In deze zaak heeft het gerechtshof Amsterdam op 3 mei 2016 uitspraak gedaan in hoger beroep tegen een vonnis van de rechtbank Amsterdam van 29 september 2015. De verdachte, geboren in Turkije in 1968 en thans gedetineerd in P.I. Lelystad, was in hoger beroep gekomen tegen een eerdere veroordeling. De advocaat-generaal had een gevangenisstraf van 27 maanden geëist, met aftrek van voorarrest. Het hof heeft het vonnis van de rechtbank bevestigd, maar voegde twee bewijsoverwegingen toe aan de uitspraak.
De eerste bewijsoverweging betrof een Beretta-wapen dat aan de verdachte ten laste was gelegd. De verdediging stelde dat het wapen niet functioneerde en daarom niet als wapen in de zin van de Wet Wapens en Munitie kon worden aangemerkt. Het hof oordeelde echter dat, ondanks het defect, het voorwerp nog steeds als wapen kon worden gekwalificeerd, omdat het met een vervangende slagpen weer functioneel kon worden gemaakt.
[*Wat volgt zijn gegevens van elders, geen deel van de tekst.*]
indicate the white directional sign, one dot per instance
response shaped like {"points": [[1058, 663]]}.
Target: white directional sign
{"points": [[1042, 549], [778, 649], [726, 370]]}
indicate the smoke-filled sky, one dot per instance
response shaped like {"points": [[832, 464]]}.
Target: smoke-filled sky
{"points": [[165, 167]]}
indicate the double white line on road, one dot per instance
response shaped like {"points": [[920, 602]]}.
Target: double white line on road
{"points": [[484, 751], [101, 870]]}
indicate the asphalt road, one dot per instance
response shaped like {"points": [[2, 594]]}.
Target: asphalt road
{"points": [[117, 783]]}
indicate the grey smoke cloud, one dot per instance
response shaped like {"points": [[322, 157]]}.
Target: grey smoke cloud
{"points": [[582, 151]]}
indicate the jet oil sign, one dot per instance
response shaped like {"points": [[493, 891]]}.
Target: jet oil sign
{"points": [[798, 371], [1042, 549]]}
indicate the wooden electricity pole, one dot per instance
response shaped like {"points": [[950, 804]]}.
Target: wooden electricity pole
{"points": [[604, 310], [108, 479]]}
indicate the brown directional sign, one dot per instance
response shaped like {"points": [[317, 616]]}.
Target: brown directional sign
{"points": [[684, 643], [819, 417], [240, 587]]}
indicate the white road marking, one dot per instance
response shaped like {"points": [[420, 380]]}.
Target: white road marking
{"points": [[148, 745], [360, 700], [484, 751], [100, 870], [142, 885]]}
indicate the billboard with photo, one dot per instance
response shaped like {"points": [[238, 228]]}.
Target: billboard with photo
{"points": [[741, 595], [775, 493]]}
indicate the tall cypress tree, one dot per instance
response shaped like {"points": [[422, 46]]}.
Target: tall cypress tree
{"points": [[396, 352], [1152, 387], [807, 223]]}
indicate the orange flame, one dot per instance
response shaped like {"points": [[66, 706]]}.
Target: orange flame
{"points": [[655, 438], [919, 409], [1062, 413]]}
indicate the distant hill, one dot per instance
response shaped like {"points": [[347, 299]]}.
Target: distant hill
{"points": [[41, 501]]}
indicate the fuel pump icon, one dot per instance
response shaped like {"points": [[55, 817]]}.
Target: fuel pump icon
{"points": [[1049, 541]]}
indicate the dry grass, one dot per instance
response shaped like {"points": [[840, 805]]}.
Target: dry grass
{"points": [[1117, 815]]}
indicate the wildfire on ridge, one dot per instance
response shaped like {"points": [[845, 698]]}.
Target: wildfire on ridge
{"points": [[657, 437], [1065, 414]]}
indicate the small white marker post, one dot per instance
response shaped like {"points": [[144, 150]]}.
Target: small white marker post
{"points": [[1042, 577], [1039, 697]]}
De tweede bewijsoverweging ging over een semi-automatisch geweer dat in de woning van de verdachte was aangetroffen. De verdediging betwistte dat het geweer van de verdachte was, maar het hof oordeelde dat de alternatieve scenario's die door de verdediging werden geschetst onvoldoende concreet waren en niet ondersteund werden door het dossier. Het hof concludeerde dat de verdachte het geweer voorhanden had, en bevestigde het vonnis van de rechtbank.